Available under a Creative Commons Attribution Non-Commercial Share Alike 4.0 International Licence



Publication Details

Frontiers in Microbiology


Candida haemulonii is an emerging opportunistic pathogen resistant to most antifungal drugs currently used in clinical arena. Metal complexes containing 1,10-phenanthroline (phen) chelating ligands have well-established anti-Candida activity against different medically relevant species. This study utilized larvae of Galleria mellonella, a widely used model of in vivo infection, to examine C. haemulonii infection characteristics in response to different copper(II), manganese(II), and silver(I) chelates containing phen, which had demonstrated potent anti-C. haemulonii activity in a previous study.
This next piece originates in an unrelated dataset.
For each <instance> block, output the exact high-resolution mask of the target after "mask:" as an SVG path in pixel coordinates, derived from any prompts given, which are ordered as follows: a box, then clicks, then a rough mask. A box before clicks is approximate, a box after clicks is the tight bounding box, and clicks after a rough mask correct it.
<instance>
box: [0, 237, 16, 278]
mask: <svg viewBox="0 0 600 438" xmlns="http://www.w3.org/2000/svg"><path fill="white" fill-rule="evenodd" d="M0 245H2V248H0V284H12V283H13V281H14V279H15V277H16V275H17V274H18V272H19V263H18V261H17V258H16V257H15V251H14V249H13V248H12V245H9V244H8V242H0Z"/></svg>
The results showed that C. haemulonii virulence was influenced by inoculum size and incubation temperature, and the host G. mellonella immune response was triggered in an inoculum-dependent manner reflected by the number of circulating immune cells (hemocytes) and observance of larval melanization process. All test chelates were non-toxic to the host in concentrations up to 10 μg/larva. The complexes also affected the G. mellonella immune system, affecting the hemocyte number and the expression of genes encoding antifungal and immune-related peptides (e.g., inducible metalloproteinase inhibitor protein, transferrin, galiomycin, and gallerimycin). Except for [Ag2(3,6,9-tdda)(phen)4].EtOH (3,6,9-tddaH2 = 3,6,9-trioxoundecanedioic acid), all chelates were capable of affecting the fungal burden of infected larvae and the virulence of C. haemulonii in a dose-dependent manner. This work shows that copper(II), manganese(II), and silver(I) chelates containing phen with anti-C. haemulonii activity are capable of (i) inhibiting fungal proliferation during in vivo infection, (ii) priming an immune response in the G. mellonella host and (iii) affecting C. haemulonii virulence.